I agree with you. Unfettered availability of all genres is the only way to ensure that such variety exists;
As I pointed out above, when there is an intrinsic bias by an industry or PR group, it distorts the public view of the good.
Contrived example: What if the only things you could buy in blue were ladies clothing items? No, your blue jeans are not on the shelves. You have black jeans, or some other color instead. Your favorite color is blue. You REALLY wish you could get a nice navy blue T-shirt, but you cant. You can only get navy blue blouses, Dresses, etc.
Eventually, the public conciousness may come to conclude that blue is a lady's color, since all blue items are lady's clothing. The reason for this is entirely because the clothing makers have engineered it to be so-- but that's not important. The public concensus on the matter has formed, and the market has been manipulated.
The same thing happens with media. When things are allowed to just succeed or fail based on their own merits, and not because of concerted media manipulaition by PR firms, backroom deals, and the like, then things that society considers unfavorable will end up on dusty, disused shelves. It self-regulates.

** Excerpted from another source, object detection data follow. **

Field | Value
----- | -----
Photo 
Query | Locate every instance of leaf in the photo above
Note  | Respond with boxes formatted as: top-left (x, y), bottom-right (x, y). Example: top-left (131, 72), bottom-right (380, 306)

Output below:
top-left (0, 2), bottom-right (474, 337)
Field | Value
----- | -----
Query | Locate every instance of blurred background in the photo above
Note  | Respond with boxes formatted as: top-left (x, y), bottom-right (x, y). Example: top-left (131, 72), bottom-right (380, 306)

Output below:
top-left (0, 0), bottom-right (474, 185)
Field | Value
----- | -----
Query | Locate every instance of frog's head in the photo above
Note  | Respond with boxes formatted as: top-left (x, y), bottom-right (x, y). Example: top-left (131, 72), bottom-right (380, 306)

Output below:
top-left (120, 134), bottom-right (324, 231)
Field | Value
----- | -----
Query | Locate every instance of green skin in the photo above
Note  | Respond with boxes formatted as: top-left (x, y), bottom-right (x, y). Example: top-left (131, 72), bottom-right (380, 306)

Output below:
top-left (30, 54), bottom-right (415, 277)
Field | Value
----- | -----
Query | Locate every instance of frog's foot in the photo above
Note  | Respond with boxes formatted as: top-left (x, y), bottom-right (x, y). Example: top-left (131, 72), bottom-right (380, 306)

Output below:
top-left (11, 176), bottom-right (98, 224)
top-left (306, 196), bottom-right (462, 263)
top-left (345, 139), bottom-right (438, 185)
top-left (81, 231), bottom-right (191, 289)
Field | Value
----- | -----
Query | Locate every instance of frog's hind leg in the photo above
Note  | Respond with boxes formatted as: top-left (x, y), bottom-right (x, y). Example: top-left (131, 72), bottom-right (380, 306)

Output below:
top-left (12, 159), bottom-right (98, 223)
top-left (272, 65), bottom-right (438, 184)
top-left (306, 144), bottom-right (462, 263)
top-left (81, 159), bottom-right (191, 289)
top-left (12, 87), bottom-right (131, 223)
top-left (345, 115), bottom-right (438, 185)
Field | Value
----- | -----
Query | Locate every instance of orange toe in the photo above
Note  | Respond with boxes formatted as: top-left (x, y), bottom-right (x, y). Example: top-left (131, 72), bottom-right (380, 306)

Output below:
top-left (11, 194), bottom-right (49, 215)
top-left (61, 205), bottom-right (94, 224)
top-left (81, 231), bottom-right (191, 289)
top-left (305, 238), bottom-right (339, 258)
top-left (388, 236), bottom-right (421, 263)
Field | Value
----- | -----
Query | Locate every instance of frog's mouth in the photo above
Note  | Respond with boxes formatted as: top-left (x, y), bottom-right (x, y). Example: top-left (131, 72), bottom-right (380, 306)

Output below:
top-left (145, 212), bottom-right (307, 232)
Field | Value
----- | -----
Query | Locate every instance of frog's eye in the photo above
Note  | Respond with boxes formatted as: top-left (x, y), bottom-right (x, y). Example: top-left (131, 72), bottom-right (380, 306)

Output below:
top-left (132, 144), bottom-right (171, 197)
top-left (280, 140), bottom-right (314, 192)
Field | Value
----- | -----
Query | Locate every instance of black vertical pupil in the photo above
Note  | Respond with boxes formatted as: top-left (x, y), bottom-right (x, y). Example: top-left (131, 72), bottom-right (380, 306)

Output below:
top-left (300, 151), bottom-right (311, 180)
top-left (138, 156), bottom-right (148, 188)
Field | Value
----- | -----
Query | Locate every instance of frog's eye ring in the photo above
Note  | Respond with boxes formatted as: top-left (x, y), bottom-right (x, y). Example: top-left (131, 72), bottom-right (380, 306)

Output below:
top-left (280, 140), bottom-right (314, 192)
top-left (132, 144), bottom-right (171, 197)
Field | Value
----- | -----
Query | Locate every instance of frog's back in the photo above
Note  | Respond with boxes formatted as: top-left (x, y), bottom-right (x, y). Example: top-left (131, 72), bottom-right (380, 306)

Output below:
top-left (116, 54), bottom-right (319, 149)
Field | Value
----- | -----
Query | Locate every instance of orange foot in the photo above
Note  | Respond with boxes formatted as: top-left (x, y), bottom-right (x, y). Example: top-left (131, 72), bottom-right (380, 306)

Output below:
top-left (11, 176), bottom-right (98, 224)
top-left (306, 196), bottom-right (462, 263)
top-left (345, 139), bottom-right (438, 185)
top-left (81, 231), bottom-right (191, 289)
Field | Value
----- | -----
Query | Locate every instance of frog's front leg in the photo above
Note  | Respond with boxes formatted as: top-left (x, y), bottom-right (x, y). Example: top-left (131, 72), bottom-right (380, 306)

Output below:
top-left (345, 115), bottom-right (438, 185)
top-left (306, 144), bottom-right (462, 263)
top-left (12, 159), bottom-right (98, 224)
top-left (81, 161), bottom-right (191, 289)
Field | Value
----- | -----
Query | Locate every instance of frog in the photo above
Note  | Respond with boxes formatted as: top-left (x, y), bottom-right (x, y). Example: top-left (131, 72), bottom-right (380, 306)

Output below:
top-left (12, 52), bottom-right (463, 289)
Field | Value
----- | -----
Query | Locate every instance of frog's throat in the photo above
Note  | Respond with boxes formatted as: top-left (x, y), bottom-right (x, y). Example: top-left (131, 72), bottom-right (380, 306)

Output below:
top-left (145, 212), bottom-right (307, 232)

If people find depictions of your female protagonist as being tasteless, vapid, flat, and genuinely unappealing-- they wont buy your game.
When they have the choice between your game, (with the vapid, hollow, and unappealing female protagonist) and some other genre that they despise even more, they will buy your game, and buy lots of it.
It is this latter effect that game publishers bank on.
Take for instance, the backlash of Kane and Lynch-- The PR drones pushed out paid for editorials, game reviews, and the like that spun the game in a direction completely different from what the game actually was-- and actively sued game review companies that voiced their true opinions. The consequence? A game that wasnt what people thought it was, sold millions of units early on. A big win for the publisher.
Then you have the "All blue clothes are women's clothing" issue. Some years are "Years of RTS", and others are "Years of online multiplay FPS". In those years, ALL of the publishers will produce very similar games, as they all try to copy each other--- leaving other genres out in the cold. Some of these trends persist for several years later, especially when there are "Lucrative franchises" to milk.
Publishers are after one thing, and one thing only--- The consumer's money.
THe consumer, on the other hand, is after a very varied and discerning buffet of items.
The publisher has interest in giving the consumer a McDonald's menu. This greatly upsets the problem, since big publishers use their financial might to kill off and prevent upstart publishers and game houses with genuinely new and invigorating content.